In 2000, then-president Chen Shui-bian (陳水扁) granted a special executive pardon to Su, who was serving the second year of his sentence. Yet the pardon did little to clear Su’s name or compensate him for his years of suffering.
Insistent on receiving an official recognition of his innocence from the criminal justice system, Su last year filed a motion for retrial with the help of the Taiwan Innocence Project.
The motion was eventually granted by the Taiwan High Court and affirmed by the Supreme Court the following year after the government’s appeal was dismissed.
The prosecution and the defense argued for a not guilty verdict in their closing arguments on July 16. While both discussed the lack of sufficient evidence to prove Su guilty of attempted murder and robbery, the defense emphasized the police use of torture during interrogation.
Yo passionately presented his argument for the not guilty verdict by proclaiming “police torture is the key to this case.”
He went on, asserting that “the verdict of the first trial years ago was correct, in that it rightly maintained Su’s innocence. However, the judges in the first trial overlooked the issue of police torture.”
He paused dramatically for a second.
“Society is different now. Only when the court begins to address police torture, can there be any transitional justice,” he said.
Su stood up when the presiding judge asked him if there was anything he would like to say.
“Thank you Mr prosecutor for recommending the not guilty verdict,” he said, bowing to the prosecutor, Chang Chieh-chin (張介欽).
Su turned toward the three judges sitting high above on the bench and began to recount his experience of being tortured by police.
“The police came knocking on my door at 5am. When I went down to open the door, police swore at me and yelled: ‘Stop pretending.’”
Without any clue of what had happened, Su was taken to the Qingchao Lake Police Station in Hsinchu City, where he was tortured using several methods overnight.
“They tied me up in mid-air on a bar between two desks and poured water down my nose with a kettle while keeping my mouth shut,” Su said.
At one point, Central Police University president Tiao Chien-sheng (刁建生), who was deputy chief of the precinct at the time, allegedly came into the interrogation room and threatened Su.

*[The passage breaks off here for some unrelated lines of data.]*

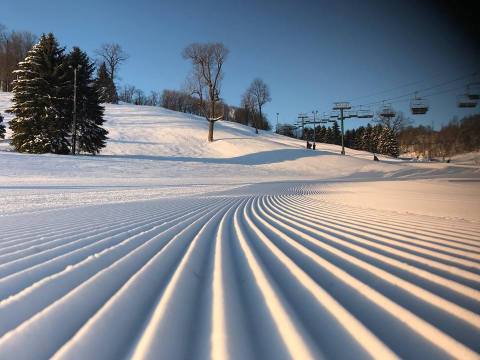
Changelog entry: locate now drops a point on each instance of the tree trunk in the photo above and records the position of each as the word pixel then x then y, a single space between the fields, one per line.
pixel 210 130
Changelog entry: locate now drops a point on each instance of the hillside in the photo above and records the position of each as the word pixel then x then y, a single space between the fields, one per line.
pixel 166 246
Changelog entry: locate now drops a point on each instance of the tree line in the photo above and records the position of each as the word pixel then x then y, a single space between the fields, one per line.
pixel 200 96
pixel 456 137
pixel 14 46
pixel 201 92
pixel 42 104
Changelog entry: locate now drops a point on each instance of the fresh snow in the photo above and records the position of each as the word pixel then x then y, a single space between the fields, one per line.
pixel 167 246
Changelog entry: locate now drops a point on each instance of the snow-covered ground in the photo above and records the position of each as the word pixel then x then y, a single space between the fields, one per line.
pixel 166 246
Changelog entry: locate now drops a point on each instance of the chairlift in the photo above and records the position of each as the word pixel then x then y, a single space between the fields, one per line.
pixel 464 101
pixel 334 115
pixel 387 111
pixel 418 105
pixel 364 114
pixel 473 91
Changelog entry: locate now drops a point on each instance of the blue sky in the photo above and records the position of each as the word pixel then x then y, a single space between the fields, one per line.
pixel 310 53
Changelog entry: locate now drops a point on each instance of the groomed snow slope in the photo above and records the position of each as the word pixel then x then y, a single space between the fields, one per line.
pixel 249 247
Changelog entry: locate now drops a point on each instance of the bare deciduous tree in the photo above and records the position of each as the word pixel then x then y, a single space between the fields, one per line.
pixel 248 103
pixel 204 82
pixel 260 95
pixel 113 55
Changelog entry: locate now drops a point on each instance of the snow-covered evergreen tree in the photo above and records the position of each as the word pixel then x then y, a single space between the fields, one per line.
pixel 91 136
pixel 2 128
pixel 39 125
pixel 388 144
pixel 105 85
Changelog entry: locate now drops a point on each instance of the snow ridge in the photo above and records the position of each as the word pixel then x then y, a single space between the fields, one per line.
pixel 278 272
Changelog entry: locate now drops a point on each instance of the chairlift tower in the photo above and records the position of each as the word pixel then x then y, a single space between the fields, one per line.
pixel 301 118
pixel 342 106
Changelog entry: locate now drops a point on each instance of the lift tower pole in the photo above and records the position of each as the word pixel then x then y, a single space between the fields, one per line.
pixel 342 106
pixel 302 118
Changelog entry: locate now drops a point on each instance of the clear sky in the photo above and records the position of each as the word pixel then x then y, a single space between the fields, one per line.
pixel 310 53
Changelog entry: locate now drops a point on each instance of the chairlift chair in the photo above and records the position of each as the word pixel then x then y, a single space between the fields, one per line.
pixel 464 101
pixel 387 111
pixel 364 114
pixel 473 91
pixel 418 105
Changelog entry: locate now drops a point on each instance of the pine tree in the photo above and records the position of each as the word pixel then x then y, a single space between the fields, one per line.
pixel 39 125
pixel 91 136
pixel 388 144
pixel 2 128
pixel 105 85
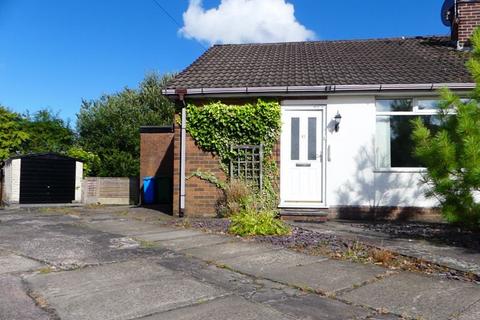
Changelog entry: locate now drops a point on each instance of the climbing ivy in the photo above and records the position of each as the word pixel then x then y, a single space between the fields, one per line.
pixel 216 126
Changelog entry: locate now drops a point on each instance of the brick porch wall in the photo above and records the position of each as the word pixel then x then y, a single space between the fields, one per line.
pixel 201 196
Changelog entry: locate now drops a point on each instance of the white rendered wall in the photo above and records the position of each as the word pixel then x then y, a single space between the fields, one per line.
pixel 78 181
pixel 352 179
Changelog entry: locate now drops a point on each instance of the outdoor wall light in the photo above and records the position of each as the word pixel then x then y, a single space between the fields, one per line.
pixel 338 119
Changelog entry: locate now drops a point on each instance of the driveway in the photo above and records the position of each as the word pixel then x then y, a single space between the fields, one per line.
pixel 123 263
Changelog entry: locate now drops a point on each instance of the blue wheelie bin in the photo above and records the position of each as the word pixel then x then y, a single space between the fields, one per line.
pixel 148 190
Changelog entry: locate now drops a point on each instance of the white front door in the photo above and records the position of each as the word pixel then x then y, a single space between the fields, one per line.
pixel 302 177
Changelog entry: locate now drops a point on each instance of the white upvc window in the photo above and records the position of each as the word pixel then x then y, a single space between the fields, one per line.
pixel 393 143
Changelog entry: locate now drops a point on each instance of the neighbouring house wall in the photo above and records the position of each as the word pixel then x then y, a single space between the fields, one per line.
pixel 201 196
pixel 78 181
pixel 467 20
pixel 110 191
pixel 352 179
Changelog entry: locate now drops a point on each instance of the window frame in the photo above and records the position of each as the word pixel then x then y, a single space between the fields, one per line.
pixel 416 111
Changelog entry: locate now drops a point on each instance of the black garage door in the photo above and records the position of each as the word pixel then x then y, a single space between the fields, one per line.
pixel 47 179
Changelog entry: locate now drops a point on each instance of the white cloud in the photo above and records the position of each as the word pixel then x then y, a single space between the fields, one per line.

“If you do not confess, I am going to shoot you in the head,” Su quoted Tiao as saying.
A righteous man, Su did not want to give in. He was taken outside the interrogation room where a police officer tortured him using another method: ringing an air siren next to his ear.
That day, he went through unimaginable physical pain and emotional turmoil. Police kept torturing Su until he finally caved in.
It was not until he was dragged outside the police station in the evening along with codefendant Kuo Chung-hsiung (郭中雄) for a news conference that he learned what crimes he was charged with.
Looking at the three judges, Su asked: “Is that justice?”
One only needs to look at other wrongful convictions that have been overturned in Taiwan to recognize the unmistakable role of police torture. The cases of Cheng Hsing-tse (鄭性澤) in 2002, Hsu Tzu-chiang (徐自強) in 1995 and the Hsichih Trio in 1991 had an unequivocal connection with police torture.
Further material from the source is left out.